In her Psychological Assessment Notes related to the October 24, 2019 examination, the WCB's psychological advisor opined that there did not appear to be "…a psychological condition that would preclude [the worker's] participation in some form of paid employment, although on a graduated and/or part-time basis initially." The advisor further opined that based on the reports of the treating psychologists, there did "…appear to be Somatic Symptom Disorder with significant disability focus and a reported sedentary lifestyle," and that functional clarification with respect to the worker's capabilities might be beneficial.

On May 11, 2020, the WCB received a final discharge report from the worker's second treating psychologist, who again opined that the worker presented with Adjustment Disorder with Mixed Anxiety and Depressed Mood and Somatic Symptom Disorder, with pre-dominant pain. The psychologist further opined that the worker had reached maximum medical improvement and would not benefit from an extension of treatment. The worker's current general prognosis was noted to be poor. Under recommendations, the psychologist noted "From a psychological stand point, there are no psychological factors to preclude [the worker's] future return to employment.
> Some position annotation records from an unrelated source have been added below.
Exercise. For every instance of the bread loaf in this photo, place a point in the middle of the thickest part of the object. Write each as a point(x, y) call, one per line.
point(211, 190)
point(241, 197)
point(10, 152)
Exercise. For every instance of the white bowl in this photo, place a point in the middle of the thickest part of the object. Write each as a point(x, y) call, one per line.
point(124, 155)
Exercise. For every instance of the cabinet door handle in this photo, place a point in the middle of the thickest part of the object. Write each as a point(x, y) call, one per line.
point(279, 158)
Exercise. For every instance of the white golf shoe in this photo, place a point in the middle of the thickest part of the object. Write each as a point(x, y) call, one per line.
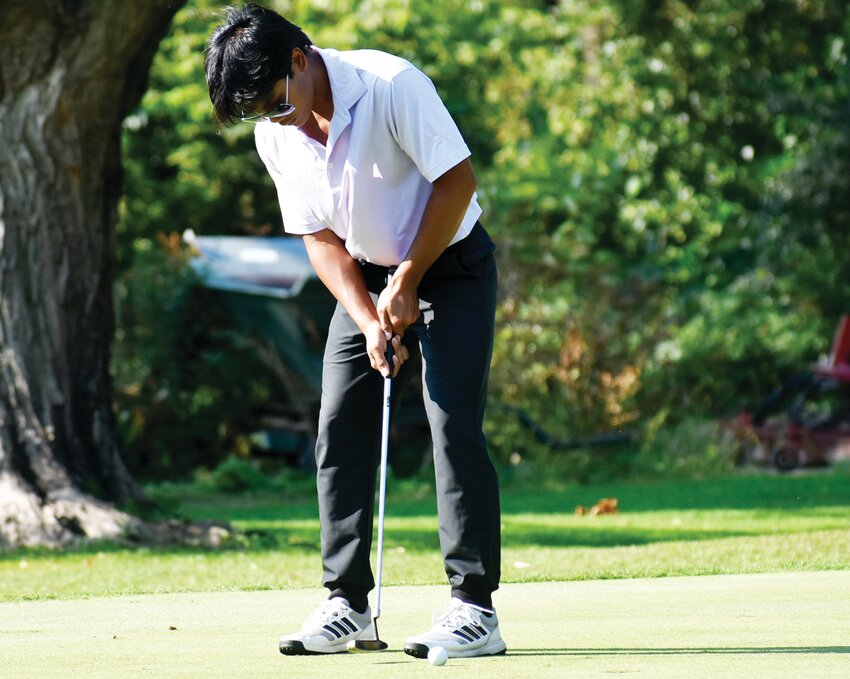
point(463, 630)
point(329, 629)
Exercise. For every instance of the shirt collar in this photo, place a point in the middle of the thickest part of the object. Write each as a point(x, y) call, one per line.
point(346, 87)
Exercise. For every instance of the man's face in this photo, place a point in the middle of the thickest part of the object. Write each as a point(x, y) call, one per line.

He does not present with symptoms of mental disorders and he denied having suicidal thoughts or intent."

In a letter to the worker dated January 20, 2021, the WCB noted that the worker had been referred for psychological services in July 2019 and in May 2020, the worker's treating psychologist discharged the worker from treatment, indicating there were no psychological factors to preclude the worker's future return to employment. The WCB noted that a similar opinion was provided following assessment by the WCB's Pain Management Unit on October 24, 2019. The WCB advised the worker that his file would therefore be referred to a committee to determine if his Vocational Rehabilitation Plan was appropriate. On February 10, 2021, the WCB's Deem Committee agreed with the recommendation that the earning capacity for NOC 2282 should be implemented and the worker's wage loss benefits reduced equivalent to the earning capacity for that NOC.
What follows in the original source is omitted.